Red yeast rice is a colorful addition to various Asian dishes and beverages and is prized for its food-coloring abilities. These vibrant grains are also sold as health supplements, since researchers have discovered the potential cholesterol-lowering effects of the food. Despite this, the Food and Drug Administration pulled the supplements from American store shelves in 2007 due to concerns over their possible association with kidney and muscle problems. Produced by fermenting a type of red yeast known as Monascus purpreus over rice, this unique food is pleasing to both the eye and palate.
Things You'll Need
- 1 cup of rice
- Powdered Monascus purpureus (red yeast)
- Large bowl
- Thick, heavy-gauge cooking pan
Soak the rice in a large bowl of cold water until each grain is fully saturated, for about 30 to 40 minutes.
Drain the water from the bowl with the soaked rice and pour the rice into a cooking pan with a thickly lined bottom to prevent burning.
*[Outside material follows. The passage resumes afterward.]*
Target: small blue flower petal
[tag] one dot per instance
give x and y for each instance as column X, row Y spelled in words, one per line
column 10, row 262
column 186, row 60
Add 1 ½ cups of water to the pan and cook on medium heat until the water begins boiling. Put a lid on the pot and turn down the heat to the lowest setting and let the rice simmer for 15 to 20 minutes. Turn off the stove and allow the rice to sit in the pot for about 10 minutes more, so the grains can settle.
Remove the lid and check to see that all water has been absorbed. Then sprinkle 1 to 2 tablespoons of M. purpureus or powdered red yeast rice over the rice, and mix together.
Put the lid back on the pan and allow the mixture to incubate at room temperature for three to six days. During this time the rice should become cultured by the M. purpureus and will turn a reddish purple color.
Tips & Warnings
- Red yeast rice can also be prepared and eaten in the same way as regularly processed rice, and it is commonly used in Asian cuisines. Try adding red yeast rice to other foods such as meats and vegetables to add a colorful and healthy addition to your meal.
- Talk to a doctor before consuming red yeast rice, as regular consumption has been linked with muscle and kidney injuries.